Attendance Matters: Student Performance and Attitudes
DOI:
https://doi.org/10.30722/IJISME.30.04.004Abstract
Most academics consider class attendance as key to performance, using various strategies to encourage students to attend classes and engage more fully with the course, often with limited if any success. In Part 1 of this paper, we investigate the relationship between student attendance and performance based on two units. In the first unit, students scanned their student-cards before entering the lecture venue; in the second unit, attendance was based on tutorial attendance records. For each unit, attendance records were merged with performance and demographic data from the university records. The data were analysed using statistical modelling to determine the effect of attendance on performance.

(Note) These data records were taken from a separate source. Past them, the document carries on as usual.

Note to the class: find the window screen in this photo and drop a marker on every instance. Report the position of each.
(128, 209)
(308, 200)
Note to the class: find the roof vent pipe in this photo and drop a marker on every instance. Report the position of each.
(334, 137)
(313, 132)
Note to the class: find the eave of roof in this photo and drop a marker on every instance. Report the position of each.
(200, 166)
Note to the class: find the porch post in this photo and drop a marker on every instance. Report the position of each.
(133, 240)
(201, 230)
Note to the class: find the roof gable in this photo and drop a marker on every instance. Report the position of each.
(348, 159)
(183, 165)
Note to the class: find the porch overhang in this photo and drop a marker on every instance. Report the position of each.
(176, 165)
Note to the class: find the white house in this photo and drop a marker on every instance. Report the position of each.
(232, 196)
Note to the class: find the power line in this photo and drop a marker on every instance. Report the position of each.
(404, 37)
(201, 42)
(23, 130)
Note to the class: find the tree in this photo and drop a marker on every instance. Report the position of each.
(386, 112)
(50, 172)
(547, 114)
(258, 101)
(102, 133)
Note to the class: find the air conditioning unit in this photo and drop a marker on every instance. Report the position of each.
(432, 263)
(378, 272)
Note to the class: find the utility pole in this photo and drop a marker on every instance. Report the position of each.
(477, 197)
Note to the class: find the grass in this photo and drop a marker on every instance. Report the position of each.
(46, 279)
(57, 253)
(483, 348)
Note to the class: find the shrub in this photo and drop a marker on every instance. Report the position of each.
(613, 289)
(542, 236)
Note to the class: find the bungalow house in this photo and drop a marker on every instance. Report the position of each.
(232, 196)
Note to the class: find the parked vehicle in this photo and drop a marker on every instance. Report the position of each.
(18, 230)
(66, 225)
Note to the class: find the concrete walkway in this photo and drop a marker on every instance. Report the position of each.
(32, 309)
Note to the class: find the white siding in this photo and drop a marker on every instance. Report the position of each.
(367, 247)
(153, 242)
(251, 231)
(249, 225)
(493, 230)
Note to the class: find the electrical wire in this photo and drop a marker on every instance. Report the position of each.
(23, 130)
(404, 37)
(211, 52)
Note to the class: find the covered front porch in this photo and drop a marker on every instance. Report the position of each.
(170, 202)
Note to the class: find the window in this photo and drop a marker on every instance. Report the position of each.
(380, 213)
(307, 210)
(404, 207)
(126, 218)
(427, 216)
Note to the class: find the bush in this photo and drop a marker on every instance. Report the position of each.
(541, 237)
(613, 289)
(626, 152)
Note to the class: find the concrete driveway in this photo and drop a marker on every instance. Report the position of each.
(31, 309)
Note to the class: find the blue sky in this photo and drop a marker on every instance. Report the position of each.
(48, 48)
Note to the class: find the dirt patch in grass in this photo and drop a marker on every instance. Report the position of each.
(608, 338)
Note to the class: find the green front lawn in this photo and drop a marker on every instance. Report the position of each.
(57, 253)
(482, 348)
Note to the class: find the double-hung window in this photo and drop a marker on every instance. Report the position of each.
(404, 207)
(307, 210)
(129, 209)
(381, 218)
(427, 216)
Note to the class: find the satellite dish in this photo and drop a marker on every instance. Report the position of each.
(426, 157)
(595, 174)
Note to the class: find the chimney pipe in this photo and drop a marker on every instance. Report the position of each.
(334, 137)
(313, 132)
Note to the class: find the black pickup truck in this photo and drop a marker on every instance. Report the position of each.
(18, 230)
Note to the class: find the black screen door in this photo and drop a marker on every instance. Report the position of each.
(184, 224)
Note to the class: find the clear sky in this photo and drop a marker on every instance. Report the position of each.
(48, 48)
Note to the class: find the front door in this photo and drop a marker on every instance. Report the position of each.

In Part 2, we report on surveys of academic staff and students administered across Australia, New Zealand, South Africa, South America, Europe and the US. In particular, we investigate the relationship between attitude towards attendance and importance of attendance to student performance and demography. Similarly, we investigate the relationship between attitudes of staff towards attendance to staff demography. Some qualitative analyses of open-ended comments from both staff and students were also performed. Statistical analysis showed a significant relationship between attendance and performance, with an increase of 0.52% per lecture and 1.7% per tutorial attendance respectively for the two units. Further, students in Mathematics and Statistics, Arts, and Medicine and Dentistry thought lecture attendance was important, while staff overwhelmingly agreed that class attendance was important.